Mr. Armstrong, not to be confused with the jazz trumpeter Louis Armstrong, was
often asked how he got the nickname, ''Louie Bluie.''
A great raconteur, he would tell people, according to a 1999 Globe interview,
that it originated at a party in West Virginia, ''when I was 21 or 22.
''My band, the Four Keys, was playing and, this girl, who was seditty - you
know, snobby, upper-crusty - she'd had too much to drink. Well, I'm sure it
wasn't beer, it wasn't whiskey - I'm sure it was champagne - and she sort of
floated over and blurted out to me, like spit it out: `I know you're Armstrong,
but not Louis Armstrong. You're just plain old Louie Bluie.''
Mr. Armstrong was born in Dayton, Tenn., the site of the famous Scopes
evolution trial, and grew up in nearby LaFollette. He was one of nine children.
In 1999, he told a Globe interviewer that he had played and recorded with his
brothers in groups called the Armstrong Brothers, the Four Keys, and the
Chocolate Drops.
Their venues were anywhere there were people to listen, he said, ''in bars, in
West Virginia coal fields, at juke joints, dances, and at medicine shows.''
Mr. Armstrong continued to play well into his advanced years. A regular at Club
Passim, the Harvard Square music club, he made one of his last appearances
there at age 90. A 1997 Globe story on his rehearsal at a friend's art studio
described how he displayed ''some vigorous fiddling on ''Cacklin' Hen,'' his
feet keeping hoedown rhythm on the rippled oak floor.''
Mr. Armstrong had been energetic until his heart attack in March shortly after
the couple traveled to Nashville so he could accept the Governor's Awards in
the Arts. Dolly Parton was another recipient.

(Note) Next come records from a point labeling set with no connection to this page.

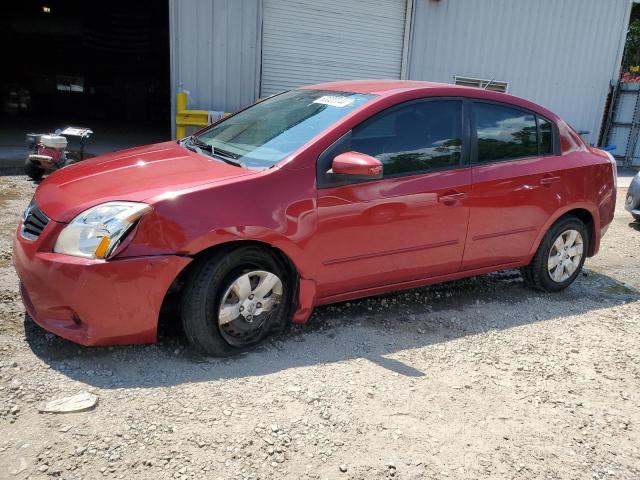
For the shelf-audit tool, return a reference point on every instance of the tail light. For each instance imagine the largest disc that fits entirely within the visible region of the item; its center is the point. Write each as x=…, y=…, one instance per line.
x=614, y=168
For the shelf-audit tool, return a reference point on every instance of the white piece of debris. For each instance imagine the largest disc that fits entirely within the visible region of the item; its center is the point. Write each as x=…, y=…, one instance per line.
x=76, y=403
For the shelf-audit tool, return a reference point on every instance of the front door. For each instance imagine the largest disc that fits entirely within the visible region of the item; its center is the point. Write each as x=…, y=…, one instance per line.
x=410, y=224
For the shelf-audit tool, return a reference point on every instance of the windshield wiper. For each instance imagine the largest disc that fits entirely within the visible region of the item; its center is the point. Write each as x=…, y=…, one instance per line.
x=227, y=157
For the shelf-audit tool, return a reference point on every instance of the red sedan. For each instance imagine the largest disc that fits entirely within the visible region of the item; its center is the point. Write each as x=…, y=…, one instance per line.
x=317, y=195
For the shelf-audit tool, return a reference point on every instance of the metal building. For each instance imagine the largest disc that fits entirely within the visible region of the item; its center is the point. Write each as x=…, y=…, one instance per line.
x=561, y=54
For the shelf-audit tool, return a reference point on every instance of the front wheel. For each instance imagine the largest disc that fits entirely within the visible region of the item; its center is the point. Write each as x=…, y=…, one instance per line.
x=560, y=256
x=232, y=300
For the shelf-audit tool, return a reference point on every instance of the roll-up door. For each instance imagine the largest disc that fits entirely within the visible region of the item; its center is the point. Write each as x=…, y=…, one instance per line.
x=313, y=41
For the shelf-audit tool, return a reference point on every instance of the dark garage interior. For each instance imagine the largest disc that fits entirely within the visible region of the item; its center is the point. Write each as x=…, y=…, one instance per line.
x=99, y=65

For many years, the Armstrongs, who met when he played Boston in 1983, traveled
with his band and made Boston their permanent home in 1996. Mr. Armstrong's
recordings, released by Vocalion Records, included ''Vine Street Drag'' and
''Knox County Stomp.''
In 1997, Mr. Armstrong told The Chicago Sun-Times that the secret to great
fiddling was to treat the instrument with tenderness.

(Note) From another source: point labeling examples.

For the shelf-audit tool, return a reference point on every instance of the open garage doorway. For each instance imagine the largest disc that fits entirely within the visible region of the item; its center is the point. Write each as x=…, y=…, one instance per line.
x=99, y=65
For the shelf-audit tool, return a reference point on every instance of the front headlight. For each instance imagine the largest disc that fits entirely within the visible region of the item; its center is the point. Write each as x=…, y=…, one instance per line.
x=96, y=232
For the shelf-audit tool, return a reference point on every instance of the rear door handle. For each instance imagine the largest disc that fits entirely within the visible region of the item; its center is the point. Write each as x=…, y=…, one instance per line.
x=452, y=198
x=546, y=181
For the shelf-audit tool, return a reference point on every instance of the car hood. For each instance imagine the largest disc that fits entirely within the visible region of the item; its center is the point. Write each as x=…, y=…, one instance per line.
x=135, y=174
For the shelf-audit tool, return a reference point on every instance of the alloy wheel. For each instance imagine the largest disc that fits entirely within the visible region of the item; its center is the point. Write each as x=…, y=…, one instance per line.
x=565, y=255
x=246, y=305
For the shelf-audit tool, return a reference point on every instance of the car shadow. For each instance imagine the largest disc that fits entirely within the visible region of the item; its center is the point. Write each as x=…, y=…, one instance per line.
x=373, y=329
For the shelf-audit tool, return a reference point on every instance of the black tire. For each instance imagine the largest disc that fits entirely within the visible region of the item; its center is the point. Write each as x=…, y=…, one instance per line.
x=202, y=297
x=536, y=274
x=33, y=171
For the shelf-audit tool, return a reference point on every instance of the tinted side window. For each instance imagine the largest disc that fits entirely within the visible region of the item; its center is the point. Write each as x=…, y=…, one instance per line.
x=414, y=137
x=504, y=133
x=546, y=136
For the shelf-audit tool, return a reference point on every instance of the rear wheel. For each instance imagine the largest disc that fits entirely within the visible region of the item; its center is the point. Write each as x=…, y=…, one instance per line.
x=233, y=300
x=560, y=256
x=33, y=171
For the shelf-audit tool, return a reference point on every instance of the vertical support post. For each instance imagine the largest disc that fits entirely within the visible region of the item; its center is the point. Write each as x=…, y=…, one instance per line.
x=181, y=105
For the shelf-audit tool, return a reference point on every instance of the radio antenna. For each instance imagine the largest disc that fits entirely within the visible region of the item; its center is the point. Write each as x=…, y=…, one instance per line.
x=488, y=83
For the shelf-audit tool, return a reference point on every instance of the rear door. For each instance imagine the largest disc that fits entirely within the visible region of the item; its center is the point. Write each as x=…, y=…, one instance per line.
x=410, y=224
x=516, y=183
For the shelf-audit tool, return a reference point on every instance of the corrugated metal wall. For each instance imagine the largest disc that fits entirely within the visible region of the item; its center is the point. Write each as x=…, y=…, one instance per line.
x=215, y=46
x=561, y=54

''It is hard to get the right tone out of a violin or fiddle. A lot of people
just saw it and saw it and make all kinds of cat squawks and squeaks,'' he
said. ''Many people fake it. Very few white musicians can play blues on the
fiddle. They play in a country-western step or swing whittlin' and diddlin' on
it. They mix it up.''
Mr. Armstrong also played to have an impact.

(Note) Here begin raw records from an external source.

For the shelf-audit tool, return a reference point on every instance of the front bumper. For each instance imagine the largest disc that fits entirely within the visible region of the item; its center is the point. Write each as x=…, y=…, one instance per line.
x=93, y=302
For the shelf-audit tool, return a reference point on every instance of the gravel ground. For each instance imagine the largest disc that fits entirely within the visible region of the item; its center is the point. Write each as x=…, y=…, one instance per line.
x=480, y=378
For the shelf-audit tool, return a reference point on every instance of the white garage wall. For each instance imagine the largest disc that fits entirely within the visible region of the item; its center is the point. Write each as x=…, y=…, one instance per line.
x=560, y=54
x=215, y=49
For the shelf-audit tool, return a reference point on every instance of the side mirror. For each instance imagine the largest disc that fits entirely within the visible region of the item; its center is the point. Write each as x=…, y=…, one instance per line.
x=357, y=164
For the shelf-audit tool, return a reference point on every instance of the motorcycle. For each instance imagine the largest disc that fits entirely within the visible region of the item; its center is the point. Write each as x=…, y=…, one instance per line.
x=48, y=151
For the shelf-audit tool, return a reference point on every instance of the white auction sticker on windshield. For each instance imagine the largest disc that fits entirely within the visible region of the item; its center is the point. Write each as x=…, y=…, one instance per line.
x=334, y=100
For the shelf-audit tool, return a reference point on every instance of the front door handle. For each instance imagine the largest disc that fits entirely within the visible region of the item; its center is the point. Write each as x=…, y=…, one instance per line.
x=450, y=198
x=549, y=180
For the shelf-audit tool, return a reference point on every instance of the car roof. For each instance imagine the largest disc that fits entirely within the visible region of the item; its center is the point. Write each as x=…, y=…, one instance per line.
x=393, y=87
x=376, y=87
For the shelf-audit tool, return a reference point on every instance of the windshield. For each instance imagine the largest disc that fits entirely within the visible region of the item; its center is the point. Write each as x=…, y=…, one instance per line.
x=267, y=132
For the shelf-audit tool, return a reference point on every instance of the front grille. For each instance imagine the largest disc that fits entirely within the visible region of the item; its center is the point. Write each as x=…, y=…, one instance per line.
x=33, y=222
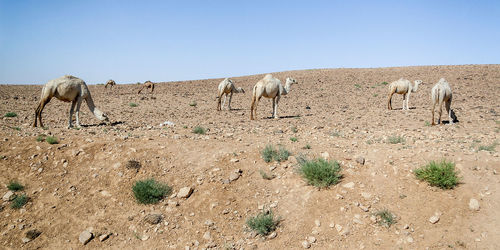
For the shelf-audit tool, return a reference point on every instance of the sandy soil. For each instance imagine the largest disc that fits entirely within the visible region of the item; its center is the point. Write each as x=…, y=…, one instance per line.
x=83, y=181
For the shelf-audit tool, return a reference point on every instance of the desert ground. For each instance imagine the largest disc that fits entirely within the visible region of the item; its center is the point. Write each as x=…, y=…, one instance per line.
x=83, y=183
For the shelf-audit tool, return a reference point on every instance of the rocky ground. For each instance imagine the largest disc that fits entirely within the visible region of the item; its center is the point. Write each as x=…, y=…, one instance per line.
x=81, y=188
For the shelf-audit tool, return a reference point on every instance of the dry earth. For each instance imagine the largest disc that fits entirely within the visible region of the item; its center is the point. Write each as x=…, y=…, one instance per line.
x=83, y=181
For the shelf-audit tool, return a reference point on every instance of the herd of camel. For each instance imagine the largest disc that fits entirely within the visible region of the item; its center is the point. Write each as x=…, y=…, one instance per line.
x=72, y=89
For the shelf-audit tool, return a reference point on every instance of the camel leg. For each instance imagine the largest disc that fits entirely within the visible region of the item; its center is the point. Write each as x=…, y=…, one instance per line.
x=230, y=97
x=447, y=105
x=73, y=104
x=77, y=115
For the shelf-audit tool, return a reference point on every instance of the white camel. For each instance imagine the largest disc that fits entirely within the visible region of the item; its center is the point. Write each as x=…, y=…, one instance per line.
x=68, y=89
x=270, y=87
x=226, y=87
x=111, y=83
x=441, y=92
x=402, y=87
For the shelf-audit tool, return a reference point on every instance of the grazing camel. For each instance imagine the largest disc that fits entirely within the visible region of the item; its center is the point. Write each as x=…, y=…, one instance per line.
x=441, y=92
x=68, y=89
x=270, y=87
x=402, y=87
x=227, y=87
x=111, y=83
x=147, y=84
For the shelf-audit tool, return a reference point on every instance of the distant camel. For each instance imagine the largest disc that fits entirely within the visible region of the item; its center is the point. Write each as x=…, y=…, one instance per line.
x=147, y=85
x=402, y=87
x=227, y=87
x=270, y=87
x=441, y=92
x=68, y=89
x=111, y=83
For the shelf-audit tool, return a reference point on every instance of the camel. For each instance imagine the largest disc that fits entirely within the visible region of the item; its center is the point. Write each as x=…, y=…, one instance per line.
x=68, y=89
x=111, y=83
x=270, y=87
x=402, y=87
x=227, y=87
x=441, y=92
x=147, y=84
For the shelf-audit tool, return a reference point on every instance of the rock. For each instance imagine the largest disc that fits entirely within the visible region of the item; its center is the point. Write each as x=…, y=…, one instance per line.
x=474, y=205
x=434, y=219
x=85, y=237
x=104, y=237
x=33, y=234
x=234, y=176
x=185, y=192
x=153, y=218
x=8, y=196
x=311, y=239
x=306, y=244
x=272, y=235
x=360, y=160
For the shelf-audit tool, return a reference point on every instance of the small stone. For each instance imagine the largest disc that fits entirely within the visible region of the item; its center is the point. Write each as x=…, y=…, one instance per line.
x=474, y=205
x=272, y=235
x=349, y=185
x=153, y=218
x=311, y=239
x=8, y=196
x=185, y=192
x=434, y=219
x=85, y=237
x=306, y=244
x=360, y=160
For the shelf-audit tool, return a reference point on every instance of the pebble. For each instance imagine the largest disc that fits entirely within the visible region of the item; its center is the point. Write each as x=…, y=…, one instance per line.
x=474, y=205
x=185, y=192
x=85, y=237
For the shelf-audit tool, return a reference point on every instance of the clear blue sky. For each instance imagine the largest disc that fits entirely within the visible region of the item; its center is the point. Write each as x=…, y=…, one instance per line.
x=132, y=41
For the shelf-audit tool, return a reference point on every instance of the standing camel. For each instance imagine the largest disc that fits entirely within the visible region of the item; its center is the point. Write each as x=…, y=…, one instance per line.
x=68, y=89
x=402, y=87
x=270, y=87
x=147, y=85
x=226, y=87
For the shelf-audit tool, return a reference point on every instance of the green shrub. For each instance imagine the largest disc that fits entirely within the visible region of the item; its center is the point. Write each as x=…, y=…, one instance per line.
x=199, y=130
x=385, y=218
x=51, y=140
x=263, y=223
x=150, y=191
x=320, y=172
x=441, y=174
x=19, y=201
x=15, y=186
x=395, y=139
x=10, y=114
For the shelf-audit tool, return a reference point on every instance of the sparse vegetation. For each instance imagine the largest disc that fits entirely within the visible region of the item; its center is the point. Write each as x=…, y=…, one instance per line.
x=265, y=175
x=489, y=148
x=441, y=174
x=263, y=223
x=396, y=139
x=385, y=218
x=19, y=201
x=150, y=191
x=269, y=154
x=51, y=140
x=15, y=186
x=319, y=172
x=10, y=114
x=199, y=130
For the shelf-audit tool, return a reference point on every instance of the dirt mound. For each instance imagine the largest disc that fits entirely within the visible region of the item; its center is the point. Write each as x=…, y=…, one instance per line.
x=84, y=183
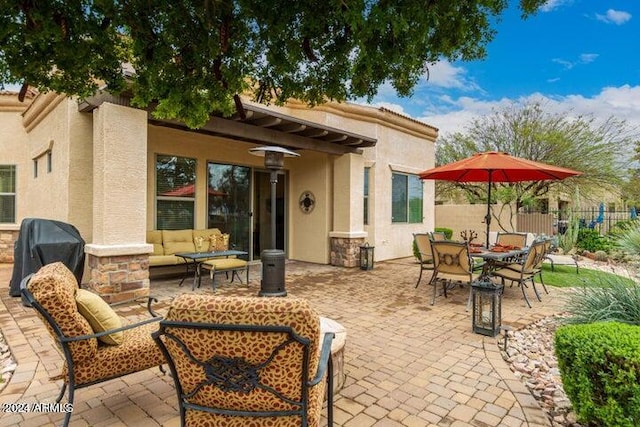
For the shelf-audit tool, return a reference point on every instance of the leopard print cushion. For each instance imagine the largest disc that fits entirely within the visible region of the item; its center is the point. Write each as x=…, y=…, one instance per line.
x=137, y=352
x=54, y=286
x=283, y=374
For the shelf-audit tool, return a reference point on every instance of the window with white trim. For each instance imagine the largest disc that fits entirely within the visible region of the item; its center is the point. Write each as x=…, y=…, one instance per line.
x=406, y=198
x=367, y=174
x=7, y=193
x=175, y=192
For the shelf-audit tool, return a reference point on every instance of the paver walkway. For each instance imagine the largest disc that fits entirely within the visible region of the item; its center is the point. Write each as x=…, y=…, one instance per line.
x=408, y=363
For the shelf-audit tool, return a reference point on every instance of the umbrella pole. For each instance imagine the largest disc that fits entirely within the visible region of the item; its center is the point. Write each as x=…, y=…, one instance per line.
x=487, y=218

''Howard's whole thing was to keep his music going, especially encouraging kids
of color to open their minds to all kinds of music,'' his wife said.
In 1986, he talked to the Los Angeles Times about his views on growing old:
''You didn't come here to stay forever. But it's not how long you live'' that
matters, but what you accomplish, he said. ''An old proverb by some philosopher
said, `Upon him who is of a bright and sunny disposition, the weight of the
years hang lightly. But to him who is of a negative and disgruntled attitude,
youth and old age are equally a burden.''
Besides his wife, Mr. Armstrong leaves three sons from an earlier marriage,
Ralphe, Will, and Robert, all of Detroit; as well as many grandchildren and
great-grandchildren.
In September, Club Passim will hold a fund-raiser to provide music lessons for
needy children in Mr. Armstrong's name, his wife said.
Funeral arrangements are incomplete. Burial will be in Forest Hills Cemetery in
Jamaica Plain.
This story ran on page E13 of the Boston Globe on 8/1/2003.